Category theory functors are valuable and can be instrumental in mapping different types of data. We used a fairly difficult data set to sort and compose for this article but the reader can look at more palatable sources although they may not necessarily deliver him his edge, but for testing purposes they could be insightful.
Future possibilities and extensions in linking linear-orders to sets from a trader’s view can take a number of directions. These could include: Interdisciplinary applications which could stem from stock market trends being functored to other areas of interest like alternate datasets as alluded to above; Predictive modelling where functors that are across carefully set time lags, as has been tested in this article, could be applied even outside financial markets into fields like weather forecasting; Data integration and knowledge graphs where concepts presented here could improve representation in fields like artificial intelligence; Machine learning and transfer learning where linear-orders that are functor related to financial data could be developed further for instance if functor weights gained between two categories could be tested or even applied in different domains potentially improving machine learning models and their effectiveness.
Many other possibilities exist. Not to be exhaustive but these include statistical analysis and data fusion, casual inference and correlation study, quantitative finance with algorithmic financing, data-driven decision making etc. The choice of application will be set by one’s perspective or approach to trading if he/ she is a trader.
The reader is encouraged to explore this field with respect to their specialty and approach to the markets because the concepts explored here are barely scratching the surface. The realm of this subject holds a lot of potential, and in a sense is always inviting you to delve deeper into fringe uncharted territories for interdisciplinary data analysis.
Do place the files 'TrailingCT_14_1a.mqh' and 'TrailingCT_14_1b.mqh' in the folder 'MQL5\include\Expert\Trailing\' and 'ct_14_1s.mqh' can be in the include folder.

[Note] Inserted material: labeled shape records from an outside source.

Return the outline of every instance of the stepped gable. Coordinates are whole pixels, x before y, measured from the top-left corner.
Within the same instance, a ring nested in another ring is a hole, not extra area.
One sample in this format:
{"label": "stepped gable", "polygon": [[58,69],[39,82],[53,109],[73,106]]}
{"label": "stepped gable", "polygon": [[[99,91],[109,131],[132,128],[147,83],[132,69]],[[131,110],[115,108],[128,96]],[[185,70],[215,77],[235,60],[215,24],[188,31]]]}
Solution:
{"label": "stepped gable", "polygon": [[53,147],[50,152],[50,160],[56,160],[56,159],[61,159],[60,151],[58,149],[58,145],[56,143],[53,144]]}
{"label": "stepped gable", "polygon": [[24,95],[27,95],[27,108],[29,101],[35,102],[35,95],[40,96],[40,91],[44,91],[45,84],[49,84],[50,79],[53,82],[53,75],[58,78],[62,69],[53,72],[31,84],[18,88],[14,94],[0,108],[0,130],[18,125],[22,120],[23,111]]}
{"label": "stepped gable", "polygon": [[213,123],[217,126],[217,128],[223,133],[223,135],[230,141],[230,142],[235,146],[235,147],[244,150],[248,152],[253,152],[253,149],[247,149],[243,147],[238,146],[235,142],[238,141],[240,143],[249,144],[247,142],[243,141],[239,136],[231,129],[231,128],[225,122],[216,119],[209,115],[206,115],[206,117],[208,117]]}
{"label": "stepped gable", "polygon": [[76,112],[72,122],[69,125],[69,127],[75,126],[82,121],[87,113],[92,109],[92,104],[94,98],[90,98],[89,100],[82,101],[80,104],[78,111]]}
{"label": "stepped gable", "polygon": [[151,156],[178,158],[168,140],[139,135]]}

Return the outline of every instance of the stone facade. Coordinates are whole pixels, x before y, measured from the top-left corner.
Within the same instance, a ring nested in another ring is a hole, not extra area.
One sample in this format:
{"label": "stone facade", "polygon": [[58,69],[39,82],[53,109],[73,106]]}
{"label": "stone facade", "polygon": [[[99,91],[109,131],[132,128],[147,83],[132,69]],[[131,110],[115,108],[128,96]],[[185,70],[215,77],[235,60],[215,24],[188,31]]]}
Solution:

You may want to follow this guide on how to assemble an Expert Advisor using the wizard since you would need to assemble them as part of an Expert Advisor. As stated in the article I used the Awesome Oscillator as the entry signal and fixed margin for money management both of which are part of MQL5's library. As always the goal of the article is not to present you with a Grail but rather an idea which you can customise to your own strategy. The MQL5 files that are attached are what was assembled by the Wizard, you may compile them or assemble your own.